The people and government of the US are co-conspirators in perpetuating the ambiguity, if not myth, of what is middle class. For most people there is no ambiguity. Middle class is what they are. Whether it’s by virtue of their income, education, or values and outlook; most people will say they are middle class. The government supports these assumptions and beliefs in a number of ways:
– The US Census Bureau manipulates perception by manipulating the data it publishes: the way the data is organized to create the greatest amount of distraction from the wealthiest, by excluding data it knows but doesn’t want the public to know,
and by not being consistent from one publication to the next
– The IRS and other government agencies manipulate perception, much like the US Census Bureau, in that the data used by one agency’s publication is inconsistent from that of other agencies, as well as, from itself from one publication to another
– Despite the frequent use of the term “middle class”; the people, the government, the media, economists, and everyone else refuses to clearly define to what ‘middle class’ refers.
Why the ambiguity?
The most obvious answer to this question is, “to ensure domestic tranquility”.
By not defining ‘middle class’ the government allows people, of nearly all incomes, to enjoy the misperception they are in it. An official definition would surely rob many of them of this fallacy and may cause discontent within and on both sides of the middle class income range.
An official definition would also preclude politicians from seeking broad support for legislation which clearly benefits only a particular class. For by defining ‘middle class’ the government would, by implication, be defining the others.
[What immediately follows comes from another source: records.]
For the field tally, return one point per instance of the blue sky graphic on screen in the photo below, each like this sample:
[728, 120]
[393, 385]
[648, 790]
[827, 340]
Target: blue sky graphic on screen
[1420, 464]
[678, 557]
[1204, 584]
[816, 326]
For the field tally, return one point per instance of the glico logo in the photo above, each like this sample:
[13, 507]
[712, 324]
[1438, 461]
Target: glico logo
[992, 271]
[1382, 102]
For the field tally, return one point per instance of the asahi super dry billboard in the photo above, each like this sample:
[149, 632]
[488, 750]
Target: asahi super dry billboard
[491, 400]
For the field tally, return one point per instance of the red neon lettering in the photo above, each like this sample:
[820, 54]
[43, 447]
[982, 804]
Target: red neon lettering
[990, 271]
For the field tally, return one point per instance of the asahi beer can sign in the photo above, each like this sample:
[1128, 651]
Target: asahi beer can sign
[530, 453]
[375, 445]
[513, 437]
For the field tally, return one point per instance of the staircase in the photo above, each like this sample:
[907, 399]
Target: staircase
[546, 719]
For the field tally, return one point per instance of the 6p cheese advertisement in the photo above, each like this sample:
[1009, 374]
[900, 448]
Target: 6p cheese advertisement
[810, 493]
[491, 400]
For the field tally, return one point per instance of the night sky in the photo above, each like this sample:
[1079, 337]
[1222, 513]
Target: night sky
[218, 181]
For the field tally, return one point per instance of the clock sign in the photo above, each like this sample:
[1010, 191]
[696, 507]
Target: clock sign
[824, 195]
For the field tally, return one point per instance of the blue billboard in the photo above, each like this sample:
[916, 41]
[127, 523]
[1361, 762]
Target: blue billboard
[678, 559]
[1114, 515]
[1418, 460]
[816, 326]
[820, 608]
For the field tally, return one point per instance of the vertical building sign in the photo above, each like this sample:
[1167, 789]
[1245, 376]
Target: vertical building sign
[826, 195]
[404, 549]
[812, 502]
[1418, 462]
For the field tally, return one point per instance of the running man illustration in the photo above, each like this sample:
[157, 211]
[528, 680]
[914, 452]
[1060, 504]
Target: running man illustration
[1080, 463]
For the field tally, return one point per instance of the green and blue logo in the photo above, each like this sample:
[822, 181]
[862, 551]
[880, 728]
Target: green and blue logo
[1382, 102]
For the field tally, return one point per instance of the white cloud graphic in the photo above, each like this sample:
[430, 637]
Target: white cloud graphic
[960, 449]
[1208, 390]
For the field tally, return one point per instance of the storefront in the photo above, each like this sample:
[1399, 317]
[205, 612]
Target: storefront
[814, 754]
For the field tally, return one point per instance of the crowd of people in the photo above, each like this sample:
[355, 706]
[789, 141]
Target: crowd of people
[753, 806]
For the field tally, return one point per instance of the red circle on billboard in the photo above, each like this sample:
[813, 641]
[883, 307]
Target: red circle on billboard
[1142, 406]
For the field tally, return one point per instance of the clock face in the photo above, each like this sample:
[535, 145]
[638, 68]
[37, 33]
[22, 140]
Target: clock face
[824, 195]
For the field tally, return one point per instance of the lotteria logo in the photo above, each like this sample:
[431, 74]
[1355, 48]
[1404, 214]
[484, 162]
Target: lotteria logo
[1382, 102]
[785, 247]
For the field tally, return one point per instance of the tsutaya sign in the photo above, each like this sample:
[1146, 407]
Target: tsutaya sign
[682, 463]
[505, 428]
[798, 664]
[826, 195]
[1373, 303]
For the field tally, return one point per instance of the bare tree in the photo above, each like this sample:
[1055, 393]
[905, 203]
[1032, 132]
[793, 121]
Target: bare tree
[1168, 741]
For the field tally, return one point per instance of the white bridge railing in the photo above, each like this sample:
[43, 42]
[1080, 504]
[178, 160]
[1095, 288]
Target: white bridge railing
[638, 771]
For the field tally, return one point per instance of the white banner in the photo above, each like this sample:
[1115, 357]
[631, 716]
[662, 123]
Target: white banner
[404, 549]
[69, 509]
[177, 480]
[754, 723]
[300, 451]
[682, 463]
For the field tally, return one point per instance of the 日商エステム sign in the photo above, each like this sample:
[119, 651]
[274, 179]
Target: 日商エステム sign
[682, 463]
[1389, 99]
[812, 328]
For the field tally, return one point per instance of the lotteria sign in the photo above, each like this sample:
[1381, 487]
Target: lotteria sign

Some might argue that defining ‘middle class’ would be the first step toward restrictive social castes and the institutionalization of “untouchables”, the privileged, or a nobility. In response, one could point-out US history toward minorities, the handicapped, or the under-privileged. One could also consider the histories of South Africa, India, or any number of societies with or without legal discrimination and the move toward a more equal society. In making such comparisons it becomes obvious simply defining what already exists will not change the nature of it nor cause it to arise in a people not already predicated toward it.